Very few Indian companies have adopted internal carbon pricing. Of the companies that responded to CDP, only 20 had internal carbon pricing, though some more said they were planning to bring it in, including five from the Tata group, and three from Mahindra.

Singh notes that having an internal price of carbon prepares companies for carbon markets, which are not there today, but will most certainly come into being in the near future. Applying carbon costs to investment decisions supports better return on investments, he points out.

Science-based targets (SBT) is another climate action tool. Targets adopted by companies to reduce greenhouse gas emissions are said to be SBT if they are aligned with the global warming reduction target of ‘2 Degrees C’ and the ambition of ‘1.5 Degrees C’. (These are temperature increases from the pre-industrial era levels, which are targets adopted by all countries at climate talks.)

Forty Indian companies have adopted SBT. India ranks 5th in the world in terms of number of companies with SBT (and top developing country), but there is obviously need for more and more companies to clamber on to the bandwagon. A quote attributed to Anand Mahindra, Chairman, Mahindra group goes: “Taking on emission and carbon footprint reduction targets as per the SBT framework gives a sense that the organisation is on an ambitious and meaningful path to combat climate change.”

And, while Indian companies are doing a good job of shifting from fossil fuels derived power to renewable energy, there is an obvious need to do more. Just five Indian companies have signed up for the ‘RE100’, a joint initiative of The Climate Group and CDP. The companies that join RE100 pledge to go in for 100 per cent renewable energy by a year of their choosing. The five companies are Infosys, Tata Motors, Dalmia Bharat, Mahindra Holidays and Hatsun Agro.

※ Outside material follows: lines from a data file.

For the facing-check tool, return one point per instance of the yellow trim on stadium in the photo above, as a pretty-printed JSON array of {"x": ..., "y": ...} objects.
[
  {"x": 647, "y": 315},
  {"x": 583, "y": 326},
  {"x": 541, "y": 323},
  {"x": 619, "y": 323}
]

If large companies have a long way to go, then what to say of MSMEs? “Individually, MSMEs do not have the capacity to act against climate change,” notes Banerjee. “Large companies, industry associations and regulators have a pivotal role to play.” CII, he says, has been running programmes for its MSME members.

So, what can accelerate climate action by corporate India? Acceleration will happen once the market incentivises climate action or penalises inaction. This is beginning to happen — global investors are demanding climate disclosures from their investee companies. We see access to and cost of capital impacted by climate action and disclosure. And, when carbon markets develop and companies start seeing rupees flowing in, there would be more action. But alongside, the government should also provide a policy push, say experts like Singh.

Concepts such as internal carbon pricing and science-based targets are new and difficult to implement, he says.

Only a regulatory push can propel companies to look beyond buying renewable energy, energy efficiency and water, deep into the complex world of climate change action.